There are other types of tagging systems. Some are simpler and only take into consideration whether the word is inside or outside an entity, while others are more complex and add tags to indicate where entities end or which was the preceding tag. We tried different types of tagging systems and IOB was the most suitable for our solution.
In order to tag or classify inputs, first it’s necessary to define the form of the inputs and a representation for each word.
One method is to match each word to an identifier, another is to represent each word with a real number vector (much smaller than the vocabulary). These are called word embeddings, and in order to create them you need a large number of texts (from a similar knowledge domain). Its aim is to gather the representation of words that appear in similar contexts (distributional hypothesis), capturing its semantics in different dimensions.
The Simple Model
A simple model would take the embedding of each word as input and try to predict a tag for it. Ideally, this should produce good results, but it has limitations. One throwback is that it doesn’t take into consideration each word’s context, nor does it consider the structure of the sequence it should produce. Moreover, each word would remain linked to one tag only regardless of its position, and the model would always produce the same prediction.
The Model with Context
If we want the model to consider the context, we can use a Long Short-Term Memory (LSTM). This allows to consider a sequence of variable length as input and produce a tag for each input. As it processes word after word, it saves the relations between words in an internal memory. You can add another LSTM to read the sentence backwards and save word relations of the sentence in both ways.

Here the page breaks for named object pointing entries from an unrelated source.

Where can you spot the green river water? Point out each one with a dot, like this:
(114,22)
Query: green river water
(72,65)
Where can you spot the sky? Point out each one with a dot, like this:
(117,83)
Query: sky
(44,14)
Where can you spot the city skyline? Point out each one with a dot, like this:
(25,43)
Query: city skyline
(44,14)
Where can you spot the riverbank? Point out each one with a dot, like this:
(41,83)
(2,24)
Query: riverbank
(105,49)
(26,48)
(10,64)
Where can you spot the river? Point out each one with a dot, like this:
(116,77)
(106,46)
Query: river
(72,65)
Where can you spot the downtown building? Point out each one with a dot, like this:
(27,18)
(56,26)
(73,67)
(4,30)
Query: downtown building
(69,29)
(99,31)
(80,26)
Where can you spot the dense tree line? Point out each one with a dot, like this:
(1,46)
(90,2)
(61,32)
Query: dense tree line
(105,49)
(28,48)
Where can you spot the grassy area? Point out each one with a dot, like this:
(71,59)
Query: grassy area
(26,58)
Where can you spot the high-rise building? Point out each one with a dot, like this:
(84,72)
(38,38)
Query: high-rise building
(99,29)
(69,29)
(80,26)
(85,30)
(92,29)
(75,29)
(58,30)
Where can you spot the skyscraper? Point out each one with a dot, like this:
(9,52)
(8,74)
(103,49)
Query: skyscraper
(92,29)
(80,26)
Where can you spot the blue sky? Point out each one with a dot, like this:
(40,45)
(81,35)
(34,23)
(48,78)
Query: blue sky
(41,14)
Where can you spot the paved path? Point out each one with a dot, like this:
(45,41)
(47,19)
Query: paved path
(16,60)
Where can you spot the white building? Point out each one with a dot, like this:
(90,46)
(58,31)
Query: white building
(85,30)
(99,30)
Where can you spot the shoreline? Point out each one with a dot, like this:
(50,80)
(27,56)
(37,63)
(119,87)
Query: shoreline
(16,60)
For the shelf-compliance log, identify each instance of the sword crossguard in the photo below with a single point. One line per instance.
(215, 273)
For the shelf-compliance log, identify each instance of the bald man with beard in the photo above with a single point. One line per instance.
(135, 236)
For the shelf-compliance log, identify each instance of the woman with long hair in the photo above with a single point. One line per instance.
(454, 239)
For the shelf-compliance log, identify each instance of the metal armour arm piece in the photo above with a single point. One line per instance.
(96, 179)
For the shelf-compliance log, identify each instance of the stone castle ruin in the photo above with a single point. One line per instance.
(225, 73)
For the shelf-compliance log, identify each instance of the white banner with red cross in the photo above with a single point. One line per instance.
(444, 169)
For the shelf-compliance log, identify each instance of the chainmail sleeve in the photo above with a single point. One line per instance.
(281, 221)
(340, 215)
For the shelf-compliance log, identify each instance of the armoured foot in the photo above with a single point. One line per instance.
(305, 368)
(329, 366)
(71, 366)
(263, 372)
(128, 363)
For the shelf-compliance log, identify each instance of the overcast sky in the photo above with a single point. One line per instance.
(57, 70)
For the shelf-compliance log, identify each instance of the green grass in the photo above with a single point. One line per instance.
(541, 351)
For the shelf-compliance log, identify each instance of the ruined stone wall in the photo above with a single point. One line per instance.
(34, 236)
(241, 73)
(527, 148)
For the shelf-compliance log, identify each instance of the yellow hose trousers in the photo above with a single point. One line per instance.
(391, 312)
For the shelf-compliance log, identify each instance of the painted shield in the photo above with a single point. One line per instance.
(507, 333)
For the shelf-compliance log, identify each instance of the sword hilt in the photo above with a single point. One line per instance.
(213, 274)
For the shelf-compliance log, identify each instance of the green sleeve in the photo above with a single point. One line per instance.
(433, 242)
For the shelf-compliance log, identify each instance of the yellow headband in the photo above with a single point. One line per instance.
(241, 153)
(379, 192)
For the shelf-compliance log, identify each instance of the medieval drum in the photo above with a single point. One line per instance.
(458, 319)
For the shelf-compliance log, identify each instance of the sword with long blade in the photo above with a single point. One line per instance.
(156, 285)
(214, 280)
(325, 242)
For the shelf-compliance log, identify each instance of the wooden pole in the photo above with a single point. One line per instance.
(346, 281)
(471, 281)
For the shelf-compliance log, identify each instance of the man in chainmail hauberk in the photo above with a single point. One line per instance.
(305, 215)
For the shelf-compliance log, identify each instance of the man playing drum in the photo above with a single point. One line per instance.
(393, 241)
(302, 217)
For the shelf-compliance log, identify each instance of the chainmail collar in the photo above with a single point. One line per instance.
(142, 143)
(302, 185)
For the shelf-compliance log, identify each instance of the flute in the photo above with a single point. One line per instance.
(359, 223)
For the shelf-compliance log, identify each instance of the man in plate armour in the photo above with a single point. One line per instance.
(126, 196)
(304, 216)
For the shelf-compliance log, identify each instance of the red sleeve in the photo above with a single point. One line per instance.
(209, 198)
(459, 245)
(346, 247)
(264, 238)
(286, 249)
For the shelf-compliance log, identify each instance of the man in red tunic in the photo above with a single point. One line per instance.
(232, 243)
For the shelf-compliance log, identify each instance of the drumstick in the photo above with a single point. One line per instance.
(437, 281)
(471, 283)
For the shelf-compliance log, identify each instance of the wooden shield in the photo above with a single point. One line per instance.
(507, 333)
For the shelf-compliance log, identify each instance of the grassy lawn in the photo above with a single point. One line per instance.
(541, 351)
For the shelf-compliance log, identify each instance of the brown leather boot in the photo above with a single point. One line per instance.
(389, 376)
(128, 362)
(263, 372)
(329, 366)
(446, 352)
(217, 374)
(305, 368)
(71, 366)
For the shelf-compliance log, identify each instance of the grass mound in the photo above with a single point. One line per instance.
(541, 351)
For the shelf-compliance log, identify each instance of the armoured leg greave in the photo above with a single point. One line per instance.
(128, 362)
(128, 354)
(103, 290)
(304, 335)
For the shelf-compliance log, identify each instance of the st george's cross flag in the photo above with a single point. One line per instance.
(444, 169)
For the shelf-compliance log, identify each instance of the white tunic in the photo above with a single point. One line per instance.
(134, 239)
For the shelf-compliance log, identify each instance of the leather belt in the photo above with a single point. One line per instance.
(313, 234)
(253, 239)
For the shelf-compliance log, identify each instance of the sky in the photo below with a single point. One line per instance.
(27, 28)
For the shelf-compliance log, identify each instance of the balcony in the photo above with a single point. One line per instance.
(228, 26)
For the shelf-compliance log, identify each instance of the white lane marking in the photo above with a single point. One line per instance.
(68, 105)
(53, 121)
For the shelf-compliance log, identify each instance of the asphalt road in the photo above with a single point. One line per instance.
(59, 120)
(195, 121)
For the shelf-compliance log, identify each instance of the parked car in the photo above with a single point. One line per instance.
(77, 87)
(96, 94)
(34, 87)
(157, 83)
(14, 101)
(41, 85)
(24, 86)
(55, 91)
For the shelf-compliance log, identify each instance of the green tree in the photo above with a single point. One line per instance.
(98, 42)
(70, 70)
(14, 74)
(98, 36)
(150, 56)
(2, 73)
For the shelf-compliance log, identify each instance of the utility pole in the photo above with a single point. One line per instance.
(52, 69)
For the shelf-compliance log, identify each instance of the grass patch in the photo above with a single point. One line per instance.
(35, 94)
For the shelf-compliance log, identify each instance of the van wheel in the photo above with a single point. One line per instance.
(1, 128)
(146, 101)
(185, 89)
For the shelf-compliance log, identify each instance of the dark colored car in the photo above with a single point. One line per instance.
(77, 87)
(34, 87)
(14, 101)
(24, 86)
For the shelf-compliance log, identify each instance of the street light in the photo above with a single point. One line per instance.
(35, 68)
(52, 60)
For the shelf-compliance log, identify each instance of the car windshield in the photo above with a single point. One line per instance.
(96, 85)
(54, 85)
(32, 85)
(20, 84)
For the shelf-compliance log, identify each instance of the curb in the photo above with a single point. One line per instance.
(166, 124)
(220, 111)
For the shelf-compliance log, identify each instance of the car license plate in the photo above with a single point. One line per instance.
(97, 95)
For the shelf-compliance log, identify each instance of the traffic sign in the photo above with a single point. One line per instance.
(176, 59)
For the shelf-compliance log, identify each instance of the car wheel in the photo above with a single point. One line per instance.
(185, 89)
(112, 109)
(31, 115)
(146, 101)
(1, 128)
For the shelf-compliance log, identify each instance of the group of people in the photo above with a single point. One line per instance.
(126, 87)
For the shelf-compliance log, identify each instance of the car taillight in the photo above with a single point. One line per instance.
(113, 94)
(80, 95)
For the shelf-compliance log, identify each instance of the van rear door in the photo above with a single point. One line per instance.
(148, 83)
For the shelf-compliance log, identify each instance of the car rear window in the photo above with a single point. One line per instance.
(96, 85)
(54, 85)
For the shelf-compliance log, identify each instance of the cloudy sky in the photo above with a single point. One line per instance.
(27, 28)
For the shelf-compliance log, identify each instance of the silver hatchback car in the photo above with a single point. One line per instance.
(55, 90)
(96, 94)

This model incorporates word context information into the predictions but ignores the structure of the tags. For instance, the fact that an Inside tag must always come after a Beginning tag or after another Inside tag, but never after an Outside tag. Also, it doesn’t model the possibility to migrate between categories.
The Model with Structure
Conditional Random Fields (CRF) seek to parameterize relations between words and tags, and the migration between different tags. This model focuses on the structure of what we’re trying to predict, but doesn’t use word context information to create such predictions.
The Solution We Chose
We decided to adopt a combination of models with context and structure, that is, a biLSTM-CRF model. We used a first layer of the bi-LSTM model which, instead of trying to predict tags, created a word representation based on context. Then, CRF used that as input to predict tags.
As we explained at the beginning, we had long sections and the restriction that one line of text couldn’t belong to two different sections. So, after classifying each word, a heuristics method was implemented to determine the category each line belonged to. To improve that, a LSTM was used for each line of text, but instead of producing a representation for each word, it tried to represent the entire line of text. Each line representation was then feed to the biLSTM-CRF model, which produced in return a tag for each line. Such modification had a huge impact on metrics improvement.
We’d like to finish by highlighting the importance of exploring problems that are similar to ours to guide us to possible solutions. In our case, it was key to incorporate the higher possible number of aspects of the problem and integrate the problem’s particular structure into the model.